From a patients’ point of view, a subjective improvement in experienced bother and quality of life is probably more important than the objective anatomical success. This is clearly shown by the stable percentage of patients (93%) that experienced their situation to be much better to very much better, 12 months after surgery than at baseline. The improvements in the various domains of UDI, DDI, and IIQ remain stable between 6 and 12 months and are highly significant compared to baseline, except for the domains of incontinence of the UDI and constipation, pain and incontinence of the DDI, and embarrassment of the IIQ. As mentioned before, so far, it has been our strategy not to treat patients simultaneously for their prolapse and potentially manifest or masked stress urinary incontinence. All patients were counselled about this strategy before surgery. Only one patient needed and underwent a mid-urethral sling procedure between her 6- and 12-month visits because of unmasked stress urinary incontinence.
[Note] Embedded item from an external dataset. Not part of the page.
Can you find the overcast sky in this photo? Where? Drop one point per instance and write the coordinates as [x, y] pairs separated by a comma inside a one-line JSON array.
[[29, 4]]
In our opinion, the strengths of this study are its prospective nature and the use of internationally accepted instruments of measurement such as validated questionnaires and POP-Q, the follow-up period of 1 year, as well as the high follow-up rate and data acquisition in all patients. A limitation of this study on the other hand is that not all POP-Q measurements were performed by an independent examiner.

Conclusion

The trocar-guided total tension-free vaginal mesh repair for post-hysterectomy vaginal vault prolapse with one continuous piece of polypropylene mesh is very well tolerated and both anatomically and functionally highly effective at 6 and 12 months follow-up. Whether this procedure is more effective and safe than other forms of prolapse surgery remains to be determined in randomised controlled trials.